I need vertex,
line of Sym x=
Max and Min
is the F(0)=5 a min or a max?
Much appriciated
vertex is (0,5)
line of sym is x=0
take derative of function and equate to 0.
y'= -2x
0= -2x
so x = 0 this is either a min or max. Now you can use the 2nd derative test or plug in values for the 1st derative and see where it increasing or decreasing. For example -1<0<1
y' = -2(-1)= 2
y' = -2(1) = -2
so when x=0 is a max
Hope that helps
You don't need to differentiate.
We are looking for the maximum value of $\displaystyle 5 - x^2$. It's obvious that $\displaystyle x^2$ is always positive or zero. So, the minimum of $\displaystyle x^2$ is 0. Therefore $\displaystyle 5-x^2$ is maximum at $\displaystyle x=0$.

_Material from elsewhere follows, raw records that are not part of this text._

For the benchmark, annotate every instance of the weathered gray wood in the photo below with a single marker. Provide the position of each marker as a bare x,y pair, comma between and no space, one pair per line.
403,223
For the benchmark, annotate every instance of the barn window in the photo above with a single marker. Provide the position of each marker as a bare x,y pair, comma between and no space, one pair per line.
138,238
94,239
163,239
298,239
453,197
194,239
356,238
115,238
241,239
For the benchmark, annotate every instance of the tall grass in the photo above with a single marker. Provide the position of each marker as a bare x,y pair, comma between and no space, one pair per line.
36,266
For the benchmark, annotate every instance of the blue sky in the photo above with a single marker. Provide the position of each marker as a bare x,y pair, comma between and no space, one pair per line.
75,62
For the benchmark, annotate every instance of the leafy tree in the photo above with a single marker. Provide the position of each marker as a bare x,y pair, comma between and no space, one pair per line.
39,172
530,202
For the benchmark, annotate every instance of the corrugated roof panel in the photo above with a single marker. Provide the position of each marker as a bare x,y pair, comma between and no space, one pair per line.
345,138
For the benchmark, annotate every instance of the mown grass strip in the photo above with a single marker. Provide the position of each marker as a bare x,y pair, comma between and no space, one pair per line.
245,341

We can also find it using differentials. The local extrema of a function are at the roots of $\displaystyle y' = 0$. Don't forget to check for global extrema too.
$\displaystyle y' = -2x = 0$
$\displaystyle x=0$
So we have a local extremum at $\displaystyle x=0$.
We can decide whether it's maximum or minimum using the second derivative test.
$\displaystyle y''(0) = -2 < 0$. It's a maximum.
Don't forget to check for global maximum too. The reason for doing this is, the function may have a maximum at infinity.
$\displaystyle \lim_{x\to\infty} 5-x^2 = -\infty$
$\displaystyle \lim_{x\to-\infty} 5-x^2 = -\infty$
Ok, now we're convinced that the function has a maximum only at $\displaystyle x=0$.